Until We Meet Again…Flash Fiction

by Jeannie Ruesch

What can a writer’s mind come up with a sentence, a word and a photo?

This month’s torture—err, assignment at Scene13 Blog was Flash Fiction. Our task was to take the first sentence of the book we’re currently reading, pull the LAST noun from that sentence, google it and write a scene about the first picture that showed from that word.

The book I’m currently reading is While We Were Watching Downton Abbey by Wendy Wax. This book, I highly recommend. I’m almost finished with it, just passed the “OMG I can’t believe that happened…” moment and from the first page, I haven’t wanted to put the book down. It’s also set in Atlanta, which is a city I used to live in and LOVE, and after a recent vacation there, I’m still enamored of it. So the setting is a plus. But the book is about 3 women who all live in the same building, but have very, very different lives — and very different expectations about each other’s lives. It’s a great story of feelings, belief in yourself… all with the easy, readable style of your favorite contemporary women’s fiction. A definite “worth reading.”

Anyway…I digress. From that book, my first sentence was: As a child Samantha Jackson Davis loved fairy tales as much as the next girl.

My word? Girl.

My image?

girl

So what did I write? One scene, based on this photo.

 

————————————-

Was that man watching her?

Evie’s fingers tightened around the cool orange she had just lifted from a street vendor’s basket. Spider legs of wariness crawled up her neck, a feeling that had become an old friend. She had thought…no, hoped, this time would be different.

Adrenaline shot through her, negating the desperation she’d felt for food, for something to fill her stomach and keep her going just moments ago. She turned around and strolled down the dirty, busy walkway of Covent Gardens. There was an alley just steps away she could slip into and—

“Miss, ye must pay fer that!” someone yelled after her.

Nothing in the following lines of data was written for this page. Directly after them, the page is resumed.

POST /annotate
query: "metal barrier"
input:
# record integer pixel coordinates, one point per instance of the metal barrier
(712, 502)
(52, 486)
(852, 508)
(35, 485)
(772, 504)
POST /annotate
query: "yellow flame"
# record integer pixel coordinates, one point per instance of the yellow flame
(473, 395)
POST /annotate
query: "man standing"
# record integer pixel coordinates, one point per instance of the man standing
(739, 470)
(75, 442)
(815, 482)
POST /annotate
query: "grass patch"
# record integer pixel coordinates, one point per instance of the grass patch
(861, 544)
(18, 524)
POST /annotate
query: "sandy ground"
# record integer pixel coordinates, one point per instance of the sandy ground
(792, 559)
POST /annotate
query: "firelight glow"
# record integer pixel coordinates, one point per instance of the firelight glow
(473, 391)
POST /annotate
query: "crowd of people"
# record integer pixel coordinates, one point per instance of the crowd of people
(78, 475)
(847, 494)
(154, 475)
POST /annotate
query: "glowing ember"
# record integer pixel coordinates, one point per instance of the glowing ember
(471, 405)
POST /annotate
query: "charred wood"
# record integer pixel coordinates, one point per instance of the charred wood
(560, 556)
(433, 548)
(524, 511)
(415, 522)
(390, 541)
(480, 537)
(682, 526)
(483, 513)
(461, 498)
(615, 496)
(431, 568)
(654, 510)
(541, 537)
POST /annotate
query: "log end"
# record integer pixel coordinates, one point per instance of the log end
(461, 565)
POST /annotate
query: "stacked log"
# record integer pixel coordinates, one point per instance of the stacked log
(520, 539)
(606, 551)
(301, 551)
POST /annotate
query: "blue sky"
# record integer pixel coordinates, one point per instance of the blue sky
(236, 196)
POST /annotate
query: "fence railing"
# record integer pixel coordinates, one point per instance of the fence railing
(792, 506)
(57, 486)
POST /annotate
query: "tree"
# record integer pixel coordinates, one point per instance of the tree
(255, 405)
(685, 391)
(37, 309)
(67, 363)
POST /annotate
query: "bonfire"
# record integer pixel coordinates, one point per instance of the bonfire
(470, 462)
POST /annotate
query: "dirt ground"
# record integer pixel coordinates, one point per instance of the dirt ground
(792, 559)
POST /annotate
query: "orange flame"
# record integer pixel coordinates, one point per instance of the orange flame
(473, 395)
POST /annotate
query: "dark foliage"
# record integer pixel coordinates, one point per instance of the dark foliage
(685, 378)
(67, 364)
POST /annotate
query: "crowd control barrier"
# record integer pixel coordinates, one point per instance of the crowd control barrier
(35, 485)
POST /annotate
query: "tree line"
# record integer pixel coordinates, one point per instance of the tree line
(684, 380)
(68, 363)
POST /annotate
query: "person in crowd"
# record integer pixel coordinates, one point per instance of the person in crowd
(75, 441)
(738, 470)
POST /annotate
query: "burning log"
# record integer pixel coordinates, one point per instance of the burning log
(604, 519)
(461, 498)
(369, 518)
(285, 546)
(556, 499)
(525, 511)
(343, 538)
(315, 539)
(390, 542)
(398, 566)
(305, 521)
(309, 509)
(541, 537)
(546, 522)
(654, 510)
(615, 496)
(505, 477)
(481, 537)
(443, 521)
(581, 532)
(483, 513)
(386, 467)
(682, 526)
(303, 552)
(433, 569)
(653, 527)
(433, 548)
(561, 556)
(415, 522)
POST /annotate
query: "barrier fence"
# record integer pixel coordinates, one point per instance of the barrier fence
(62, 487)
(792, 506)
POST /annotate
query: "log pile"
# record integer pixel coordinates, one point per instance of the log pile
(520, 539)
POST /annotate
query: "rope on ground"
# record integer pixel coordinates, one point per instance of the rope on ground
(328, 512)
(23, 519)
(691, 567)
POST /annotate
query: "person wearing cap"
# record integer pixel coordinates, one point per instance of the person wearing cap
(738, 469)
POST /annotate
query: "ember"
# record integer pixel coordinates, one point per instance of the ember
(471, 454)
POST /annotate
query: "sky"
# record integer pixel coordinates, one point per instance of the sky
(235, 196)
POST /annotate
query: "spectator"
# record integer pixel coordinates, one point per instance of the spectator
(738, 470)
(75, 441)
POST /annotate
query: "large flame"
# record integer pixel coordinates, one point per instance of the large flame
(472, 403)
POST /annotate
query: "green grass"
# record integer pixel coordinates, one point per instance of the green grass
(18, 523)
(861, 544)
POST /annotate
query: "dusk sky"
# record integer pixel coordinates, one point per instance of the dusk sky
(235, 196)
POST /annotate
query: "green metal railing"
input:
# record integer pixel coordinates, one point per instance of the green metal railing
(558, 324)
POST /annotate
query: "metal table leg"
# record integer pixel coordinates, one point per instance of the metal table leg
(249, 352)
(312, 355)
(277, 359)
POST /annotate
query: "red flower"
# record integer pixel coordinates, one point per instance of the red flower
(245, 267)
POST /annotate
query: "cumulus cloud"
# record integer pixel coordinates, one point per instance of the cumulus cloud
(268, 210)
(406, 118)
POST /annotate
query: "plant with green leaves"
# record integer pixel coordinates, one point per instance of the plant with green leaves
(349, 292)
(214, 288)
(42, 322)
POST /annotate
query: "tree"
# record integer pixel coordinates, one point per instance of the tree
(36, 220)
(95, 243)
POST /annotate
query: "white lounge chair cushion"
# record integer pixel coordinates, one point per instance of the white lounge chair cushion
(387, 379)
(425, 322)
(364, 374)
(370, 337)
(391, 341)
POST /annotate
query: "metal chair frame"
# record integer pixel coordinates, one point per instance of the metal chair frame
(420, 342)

Evie looked at the orange in her hand, and her heart jumped. “Here.” She handed it back. “I’m sorry.” She glanced behind her.

Blast.

He was following her. He was watching her.

How far was it to her tiny little room? Could she run fast enough, hide from him long enough to gather her belongings? Stupid, stupid girl! She shook her head, hurried her gait. She’d grown too comfortable. Too confident that in the fog, dirt and crime-ridden streets of London, she would blend in with every other dark-haired, orphaned waif.

Who had they sent this time? It wasn’t a face she recognized, not a family member of the very esteemed, old-as-dirt noble family from whom she ran. But a pain settled inside of her heart just the same. If they had found her again, then it meant he had betrayed her.

Sending him–the boy she had loved her entire life–to force her return had been cruel.

And brilliant.

And just like the family she abhorred.

She refused to marry their heir, their golden child, no matter how many people they sent after her. She would just have to run again.

The alleyway was just around the corner, and she hurried toward it. Two steps and she could—

A hand landed on her arm, skidded her to a stop. She fought the urge to scream and turned around instead.

Dread melted her bones into a puddle of fear at the cruel smile of the man in front of her.

“At last,” he drawled. His fingers curled like talons around her arm, a purposeful move intended to make her aware that he’d stolen her freedom. “We meet again.”